· Fachbeitrag · Editorial
Verluste der Versorgungskammern: Grund zur Sorge?
Rund 90 Versorgungswerke der freien Berufe gibt es in Deutschland und dies seit gut 100 Jahren. In den vergangenen Monaten sind sie in den Fokus der Aufmerksamkeit der Medien und der Freiberufler selber geraten.
Zum einen ist es der Fall des Versorgungswerks der Zahnärzte in Berlin, in dem tatsächlich durch grobe Misswirtschaft entgegen allen Grundsätzen der sicheren und risikoarmen Anlage und von Compliance-Gesichtspunkten Renten deutlich weniger wert geworden sind. Hier ist eine dringende Aufarbeitung erforderlich, die auch die Arbeitsgemeinschaft Berufsständischer Versorgungseinrichtungen (ABV) in einem veröffentlichten Brief klar eingefordert hat und dies mit ungewohnter Deutlichkeit für einen Verband.

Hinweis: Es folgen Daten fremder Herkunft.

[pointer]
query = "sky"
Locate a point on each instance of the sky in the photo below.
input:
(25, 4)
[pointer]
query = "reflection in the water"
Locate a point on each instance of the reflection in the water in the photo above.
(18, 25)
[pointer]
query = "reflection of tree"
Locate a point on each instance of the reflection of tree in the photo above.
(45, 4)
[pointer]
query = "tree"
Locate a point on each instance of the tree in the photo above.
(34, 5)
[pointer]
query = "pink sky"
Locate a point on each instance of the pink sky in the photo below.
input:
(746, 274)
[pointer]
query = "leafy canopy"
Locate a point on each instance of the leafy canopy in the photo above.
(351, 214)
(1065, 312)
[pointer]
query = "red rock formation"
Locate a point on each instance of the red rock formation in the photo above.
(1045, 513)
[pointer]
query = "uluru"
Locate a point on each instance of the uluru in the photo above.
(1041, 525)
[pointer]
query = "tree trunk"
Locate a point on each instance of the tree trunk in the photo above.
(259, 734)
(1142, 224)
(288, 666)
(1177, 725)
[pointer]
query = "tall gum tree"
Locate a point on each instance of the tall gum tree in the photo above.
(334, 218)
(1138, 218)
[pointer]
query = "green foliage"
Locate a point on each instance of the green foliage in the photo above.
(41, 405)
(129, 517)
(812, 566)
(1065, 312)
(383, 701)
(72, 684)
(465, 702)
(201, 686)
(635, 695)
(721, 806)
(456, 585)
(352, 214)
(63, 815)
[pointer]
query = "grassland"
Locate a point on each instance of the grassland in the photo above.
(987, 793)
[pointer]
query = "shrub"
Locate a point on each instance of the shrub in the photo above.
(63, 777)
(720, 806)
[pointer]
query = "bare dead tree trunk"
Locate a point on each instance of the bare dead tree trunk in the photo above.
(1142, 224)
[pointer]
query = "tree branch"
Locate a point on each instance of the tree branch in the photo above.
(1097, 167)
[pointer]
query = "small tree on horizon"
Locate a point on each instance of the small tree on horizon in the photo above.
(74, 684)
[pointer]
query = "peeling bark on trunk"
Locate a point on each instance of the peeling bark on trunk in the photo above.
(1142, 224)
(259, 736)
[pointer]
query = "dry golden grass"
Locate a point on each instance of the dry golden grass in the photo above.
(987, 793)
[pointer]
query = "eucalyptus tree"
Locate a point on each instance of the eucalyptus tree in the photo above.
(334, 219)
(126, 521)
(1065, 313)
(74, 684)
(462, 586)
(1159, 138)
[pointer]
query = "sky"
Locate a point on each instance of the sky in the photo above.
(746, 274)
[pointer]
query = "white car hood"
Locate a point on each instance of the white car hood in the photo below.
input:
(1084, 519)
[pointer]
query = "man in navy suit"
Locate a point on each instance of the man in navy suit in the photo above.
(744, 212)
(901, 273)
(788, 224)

Aber auch zwei anwaltliche Versorgungswerke haben für Aufmerksamkeit gesorgt: Die Bayerische Versorgungskammer, zu der auch die Anwaltsversorgung gehört, und das Versorgungswerk der Anwälte in Hessen. Hier gab es Investments, die jetzt zu – auf den ersten Blick hohen – Abschreibungen geführt haben oder führen werden. In Bayern sind es rund 110 Mio EUR, in Hessen rund 58 Mio EUR. Doch es handelt sich insgesamt um Verluste, die die Versorgungswerke verschmerzen können, denn sie haben viele Milliarden Euro an Vermögen. Wer aber kapitalgedeckt arbeitet und dabei – wie in der Vergangenheit – ordentliche Renditen für seine Mitglieder erwirtschaftet, der muss Risiken eingehen, wenn auch gesichert und überschaubar. Und das kapitalgedeckte Renten auch von Staaten für die Altersversorgung nutzen, zeigen Beispiele aus Skandinavien und den Niederlanden. Grund der Empörung dürfte wohl auch der US-Investor gewesen sein, der für Steuerbetrug bekannt ist.
Also: Verluste wird es auch bei den Versorgungswerken in Zukunft geben, denn nicht jede Entwicklung ist vorhersehbar und nicht jede Anlage erfüllt die in sie gesetzte Erwartungen. Doch müssen alle Freiberufler diese Entwicklungen akzeptieren und mittragen, wollen sie eine ordentliche Altersversorgung erhalten. Aber sie müssen sich auch in den Gremien engagieren und nicht nur aufmerksam werden, wenn etwas schief geht.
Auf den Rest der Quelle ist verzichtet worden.